Mise à jour 5 juin : Et le feuilleton continue encore avec la rétractation de 3 des 4 auteurs, qui s’avouent incapables de vérifier les données… il ne reste plus que Sapan Desai, le fondateur de Surgisphere, pour tenter de sauver le navire en perdition !]



(article UPR)

Selon l’analyse très minutieuse d’un statisticien australien, L’ÉTUDE PUBLIÉE PAR LE “LANCET” CONTRE L’HYDROXYCHLOROQUINE EST PROBABLEMENT ENTIÈREMENT FALSIFIÉE.

Nous publions ci-dessous la traduction (avec les réserves d’usage) des principaux extraits d’une analyse longue et minutieuse, réalisée par un blogueur australien, de l’étude publiée le 22 mai 2020 par le Lancet contre l’utilisation de l’hydroxychloroquine contre la Covid-19.

Cette analyse a été publiée hier, 30 mai 2020, par Peter Ellis, un statisticien professionnel australien, sur son blog qui a été récompensé comme faisant partie des 50 meilleurs blogs de statisticiens au monde.

Peter Ellis analyse de façon très précise les conditions absolument nécessaires pour qu’une étude scientifique puisse récolter plus de 96 000 dossiers médicaux dans 671 hôpitaux à travers le monde, et en un temps limité.

Comme c’est l’une de ses spécialités professionnelles, il attire l’attention du lecteur sur toute une série de conditions – de nature juridique, financière, organisationnelle, temporelle, etc. – qu’il serait impératif de réunir pour mener à bien une semblable opération qui n’a aucun précédent.

Or l’auteur, qui a étudié de très près la société Surgisphere qui est censée avoir procédé à cette opération en quelques semaines, grâce à un prétendu logiciel de traitement de données QuartzClinical, est formel : il s’agit d’une minuscule start-up – de 4 ou 5 salariés – qui n’a ni les ressources financières, ni la notoriété, ni les nombreuses équipes pluridisciplinaires, ni les références, ni aucune preuve de quelque nature que ce soit, qui permettrait de penser de façon rationnelle qu’elle a pu réaliser un pareil tour de force.

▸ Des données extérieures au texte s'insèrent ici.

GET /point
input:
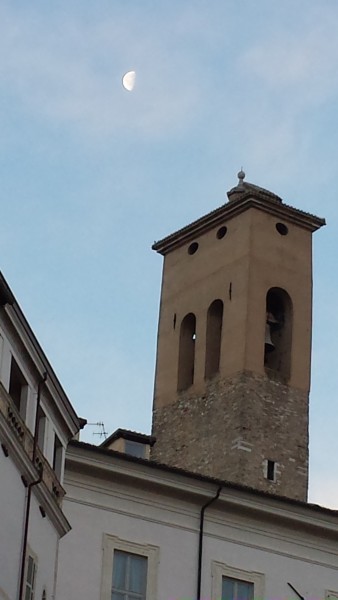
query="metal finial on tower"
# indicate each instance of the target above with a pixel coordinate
(241, 176)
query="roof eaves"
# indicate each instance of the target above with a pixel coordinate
(204, 478)
(249, 198)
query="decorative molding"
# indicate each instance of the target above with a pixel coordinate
(220, 570)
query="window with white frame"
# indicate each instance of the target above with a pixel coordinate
(229, 583)
(128, 570)
(237, 589)
(18, 388)
(30, 578)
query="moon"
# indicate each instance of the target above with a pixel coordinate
(128, 81)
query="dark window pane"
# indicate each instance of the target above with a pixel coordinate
(137, 574)
(227, 589)
(119, 570)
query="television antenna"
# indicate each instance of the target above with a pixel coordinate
(102, 431)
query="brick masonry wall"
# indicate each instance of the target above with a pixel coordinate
(231, 430)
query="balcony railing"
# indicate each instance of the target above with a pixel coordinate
(25, 438)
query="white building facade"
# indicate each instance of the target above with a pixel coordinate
(139, 531)
(36, 423)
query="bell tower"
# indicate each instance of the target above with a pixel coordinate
(234, 342)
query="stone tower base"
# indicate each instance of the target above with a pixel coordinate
(234, 429)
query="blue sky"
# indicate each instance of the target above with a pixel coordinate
(91, 175)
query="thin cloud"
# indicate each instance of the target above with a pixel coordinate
(72, 73)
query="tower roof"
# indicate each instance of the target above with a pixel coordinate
(240, 198)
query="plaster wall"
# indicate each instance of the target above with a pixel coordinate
(42, 536)
(236, 541)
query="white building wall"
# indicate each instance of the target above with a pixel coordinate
(279, 554)
(43, 541)
(42, 536)
(12, 502)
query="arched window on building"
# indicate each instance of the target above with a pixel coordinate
(278, 334)
(186, 356)
(213, 338)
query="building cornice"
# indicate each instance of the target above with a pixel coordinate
(37, 355)
(116, 466)
(250, 198)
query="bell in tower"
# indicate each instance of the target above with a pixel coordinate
(234, 340)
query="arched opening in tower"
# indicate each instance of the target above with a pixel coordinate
(213, 338)
(278, 334)
(186, 356)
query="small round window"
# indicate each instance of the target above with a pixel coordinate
(221, 232)
(193, 248)
(282, 229)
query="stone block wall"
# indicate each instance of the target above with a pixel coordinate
(232, 430)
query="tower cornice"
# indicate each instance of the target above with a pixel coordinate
(240, 200)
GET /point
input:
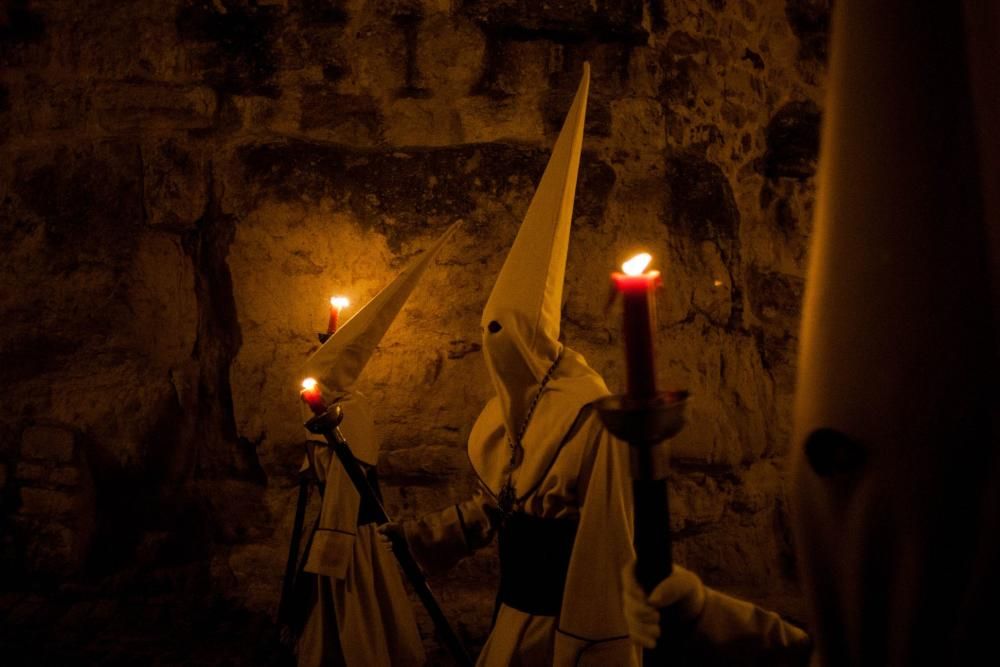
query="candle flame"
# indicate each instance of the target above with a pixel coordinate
(638, 264)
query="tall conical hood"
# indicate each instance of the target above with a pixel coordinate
(339, 362)
(897, 381)
(530, 283)
(521, 318)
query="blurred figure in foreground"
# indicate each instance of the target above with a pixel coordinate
(896, 464)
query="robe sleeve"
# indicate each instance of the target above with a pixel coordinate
(592, 628)
(440, 539)
(729, 631)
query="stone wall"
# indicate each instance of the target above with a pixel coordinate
(184, 183)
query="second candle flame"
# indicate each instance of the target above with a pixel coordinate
(636, 265)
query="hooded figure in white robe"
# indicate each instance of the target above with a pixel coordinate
(895, 452)
(360, 614)
(554, 484)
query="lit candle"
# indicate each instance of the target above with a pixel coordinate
(312, 395)
(337, 304)
(636, 285)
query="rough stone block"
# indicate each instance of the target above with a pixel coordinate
(47, 502)
(408, 186)
(175, 184)
(702, 206)
(146, 106)
(239, 53)
(32, 472)
(776, 299)
(324, 108)
(561, 20)
(792, 141)
(48, 443)
(65, 476)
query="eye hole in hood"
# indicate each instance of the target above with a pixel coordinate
(831, 453)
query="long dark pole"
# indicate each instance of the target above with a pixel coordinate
(653, 545)
(327, 425)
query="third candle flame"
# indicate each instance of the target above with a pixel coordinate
(636, 265)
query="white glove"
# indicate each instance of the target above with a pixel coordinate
(388, 532)
(642, 615)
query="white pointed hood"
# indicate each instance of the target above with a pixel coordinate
(894, 440)
(338, 363)
(522, 316)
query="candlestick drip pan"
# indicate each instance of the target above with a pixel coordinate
(643, 421)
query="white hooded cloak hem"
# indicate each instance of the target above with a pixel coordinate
(361, 613)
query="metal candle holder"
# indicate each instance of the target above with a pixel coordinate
(644, 424)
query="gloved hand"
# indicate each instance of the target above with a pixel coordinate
(388, 533)
(682, 588)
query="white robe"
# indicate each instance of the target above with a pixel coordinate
(362, 615)
(572, 468)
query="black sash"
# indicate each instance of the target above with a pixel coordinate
(534, 560)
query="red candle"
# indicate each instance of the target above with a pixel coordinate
(312, 395)
(337, 304)
(636, 286)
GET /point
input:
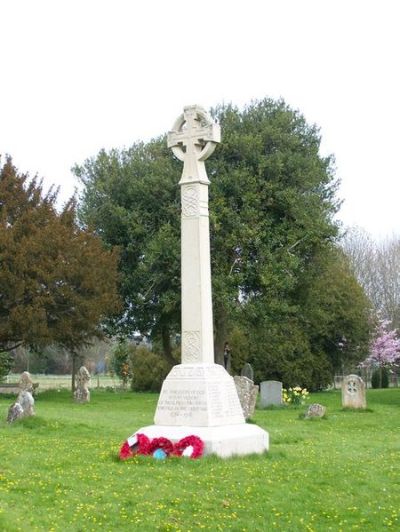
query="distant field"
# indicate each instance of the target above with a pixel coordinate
(59, 382)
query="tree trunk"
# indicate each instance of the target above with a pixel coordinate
(219, 335)
(74, 370)
(167, 347)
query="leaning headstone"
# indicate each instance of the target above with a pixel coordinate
(82, 393)
(247, 392)
(14, 412)
(271, 393)
(353, 392)
(26, 400)
(247, 371)
(315, 410)
(25, 382)
(23, 407)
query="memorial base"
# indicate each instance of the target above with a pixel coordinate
(224, 441)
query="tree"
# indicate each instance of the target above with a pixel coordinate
(377, 267)
(272, 202)
(57, 282)
(385, 349)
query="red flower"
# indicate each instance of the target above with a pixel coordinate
(161, 443)
(125, 451)
(143, 444)
(190, 441)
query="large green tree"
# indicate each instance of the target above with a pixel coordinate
(57, 282)
(272, 202)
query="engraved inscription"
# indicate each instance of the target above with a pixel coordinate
(183, 403)
(191, 346)
(190, 201)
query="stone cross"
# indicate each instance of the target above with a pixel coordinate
(193, 140)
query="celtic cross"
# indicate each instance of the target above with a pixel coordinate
(193, 139)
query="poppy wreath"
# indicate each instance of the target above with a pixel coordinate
(136, 444)
(191, 446)
(161, 443)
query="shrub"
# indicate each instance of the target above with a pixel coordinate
(6, 361)
(378, 374)
(120, 361)
(149, 370)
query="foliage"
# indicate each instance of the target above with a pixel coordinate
(272, 202)
(380, 378)
(120, 361)
(149, 370)
(5, 364)
(43, 457)
(376, 265)
(384, 353)
(385, 348)
(56, 280)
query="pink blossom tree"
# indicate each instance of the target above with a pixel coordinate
(385, 348)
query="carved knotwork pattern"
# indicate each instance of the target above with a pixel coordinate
(190, 201)
(191, 345)
(352, 387)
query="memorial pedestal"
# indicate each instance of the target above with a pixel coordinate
(201, 400)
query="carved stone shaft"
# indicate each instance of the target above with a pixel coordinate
(192, 140)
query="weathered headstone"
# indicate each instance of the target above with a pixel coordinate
(82, 393)
(22, 407)
(27, 402)
(247, 371)
(247, 392)
(14, 412)
(198, 395)
(353, 392)
(270, 393)
(315, 410)
(25, 382)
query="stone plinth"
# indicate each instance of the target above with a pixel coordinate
(198, 395)
(247, 392)
(224, 441)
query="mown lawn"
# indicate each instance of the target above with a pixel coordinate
(59, 470)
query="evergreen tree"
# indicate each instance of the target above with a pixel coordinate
(57, 282)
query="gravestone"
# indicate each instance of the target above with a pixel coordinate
(82, 379)
(247, 371)
(22, 407)
(199, 397)
(270, 393)
(247, 392)
(14, 412)
(353, 392)
(25, 382)
(315, 410)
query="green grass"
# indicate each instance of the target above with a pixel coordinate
(59, 470)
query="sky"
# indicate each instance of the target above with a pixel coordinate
(77, 76)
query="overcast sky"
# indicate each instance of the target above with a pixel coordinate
(80, 75)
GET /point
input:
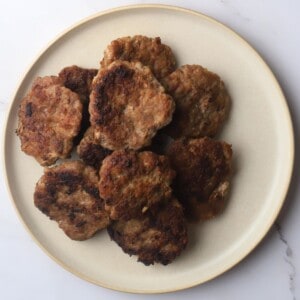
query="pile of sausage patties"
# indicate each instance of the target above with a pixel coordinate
(147, 162)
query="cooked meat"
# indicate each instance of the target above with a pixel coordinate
(149, 51)
(90, 151)
(49, 119)
(202, 102)
(68, 193)
(155, 237)
(203, 168)
(78, 80)
(132, 182)
(127, 106)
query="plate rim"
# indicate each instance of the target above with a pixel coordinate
(283, 105)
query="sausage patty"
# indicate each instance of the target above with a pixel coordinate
(68, 193)
(128, 105)
(132, 182)
(203, 168)
(90, 151)
(49, 119)
(156, 237)
(202, 102)
(149, 51)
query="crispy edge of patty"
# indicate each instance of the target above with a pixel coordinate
(158, 236)
(204, 168)
(49, 119)
(90, 151)
(79, 80)
(68, 193)
(202, 102)
(128, 106)
(132, 182)
(149, 51)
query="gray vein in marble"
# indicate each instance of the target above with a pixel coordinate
(288, 258)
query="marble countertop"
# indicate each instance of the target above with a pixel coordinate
(271, 271)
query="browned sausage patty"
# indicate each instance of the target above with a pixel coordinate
(128, 105)
(68, 193)
(202, 102)
(203, 169)
(155, 237)
(79, 80)
(90, 151)
(132, 182)
(149, 51)
(49, 119)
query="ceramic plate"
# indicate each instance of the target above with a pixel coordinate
(259, 128)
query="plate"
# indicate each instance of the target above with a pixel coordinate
(259, 128)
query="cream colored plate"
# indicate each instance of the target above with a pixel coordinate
(259, 129)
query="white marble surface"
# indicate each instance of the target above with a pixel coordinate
(271, 271)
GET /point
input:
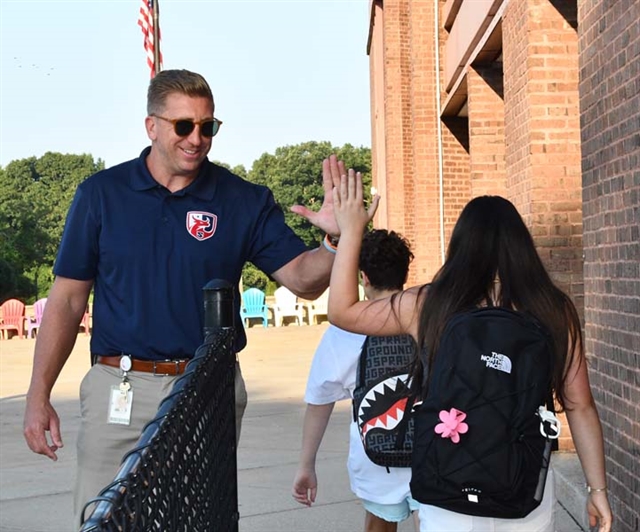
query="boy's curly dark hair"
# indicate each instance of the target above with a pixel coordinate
(385, 258)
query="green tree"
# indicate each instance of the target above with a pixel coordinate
(294, 174)
(35, 194)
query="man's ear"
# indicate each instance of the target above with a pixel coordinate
(150, 126)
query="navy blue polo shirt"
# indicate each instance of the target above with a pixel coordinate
(150, 252)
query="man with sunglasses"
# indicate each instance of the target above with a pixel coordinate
(147, 235)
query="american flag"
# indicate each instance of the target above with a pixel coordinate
(145, 21)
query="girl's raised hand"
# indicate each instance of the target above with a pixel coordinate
(348, 203)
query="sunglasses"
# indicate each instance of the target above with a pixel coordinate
(183, 126)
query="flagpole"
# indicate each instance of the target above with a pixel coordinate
(156, 36)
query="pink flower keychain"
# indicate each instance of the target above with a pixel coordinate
(452, 424)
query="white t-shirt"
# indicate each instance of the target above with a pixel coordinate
(333, 378)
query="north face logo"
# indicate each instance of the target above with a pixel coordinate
(497, 361)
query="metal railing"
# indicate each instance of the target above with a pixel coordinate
(182, 473)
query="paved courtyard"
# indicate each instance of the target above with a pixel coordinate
(35, 494)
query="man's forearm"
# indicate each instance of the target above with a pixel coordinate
(308, 274)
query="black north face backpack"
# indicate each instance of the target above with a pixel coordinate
(480, 433)
(381, 402)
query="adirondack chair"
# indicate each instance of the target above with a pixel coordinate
(287, 305)
(253, 306)
(12, 312)
(34, 322)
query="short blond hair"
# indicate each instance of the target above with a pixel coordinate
(175, 81)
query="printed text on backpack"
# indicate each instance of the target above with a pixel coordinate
(381, 403)
(478, 444)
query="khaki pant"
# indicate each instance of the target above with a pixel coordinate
(101, 445)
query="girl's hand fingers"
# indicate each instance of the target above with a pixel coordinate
(373, 207)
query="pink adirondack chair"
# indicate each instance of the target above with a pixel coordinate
(12, 312)
(34, 322)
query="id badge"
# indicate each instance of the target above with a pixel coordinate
(120, 406)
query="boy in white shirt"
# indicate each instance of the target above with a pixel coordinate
(385, 494)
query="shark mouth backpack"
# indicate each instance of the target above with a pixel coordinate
(381, 400)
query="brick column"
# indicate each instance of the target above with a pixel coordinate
(395, 211)
(486, 130)
(610, 103)
(540, 53)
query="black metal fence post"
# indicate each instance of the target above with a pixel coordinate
(182, 473)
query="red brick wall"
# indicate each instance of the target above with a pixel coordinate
(609, 35)
(486, 130)
(455, 154)
(542, 131)
(426, 220)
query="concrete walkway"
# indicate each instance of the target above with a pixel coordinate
(35, 494)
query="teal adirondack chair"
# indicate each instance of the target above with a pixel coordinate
(253, 306)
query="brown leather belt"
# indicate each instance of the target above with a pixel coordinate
(157, 367)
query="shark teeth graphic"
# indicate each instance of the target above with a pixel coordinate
(384, 405)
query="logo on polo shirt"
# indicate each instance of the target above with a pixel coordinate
(201, 225)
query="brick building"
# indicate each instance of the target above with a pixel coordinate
(538, 101)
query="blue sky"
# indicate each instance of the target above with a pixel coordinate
(73, 74)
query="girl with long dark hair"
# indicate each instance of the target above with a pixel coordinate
(491, 261)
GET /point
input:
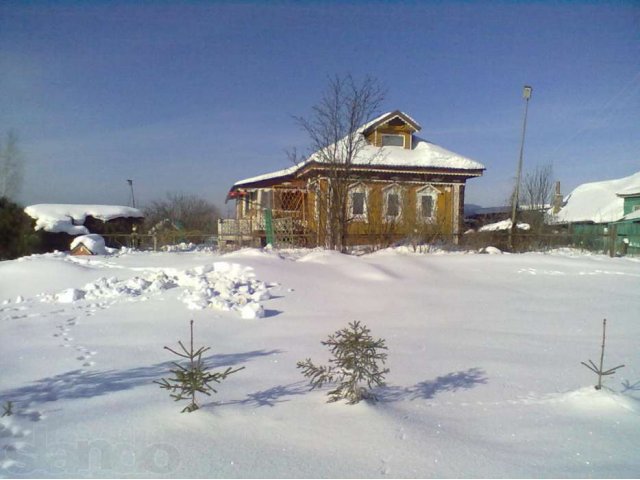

L’auteur – qui pointe aussi rapidement les incohérences et les impossibilités de l’article publié par le Lancet et qui découvre au passage que le PDG de Surgisphere, Sapan Desai, n’a pas hésité à se prévaloir de prétendus prix scientifiques qu’il n’a jamais obtenus – en conclut que l’explication la plus probable de l’étude publiée par The Lancet est qu’il s’agit d’une escroquerie et que les données statistiques qu’elle invoque sont entièrement inventées.

Si tel se révèle bien être le cas, il s’agit d’un scandale mondial.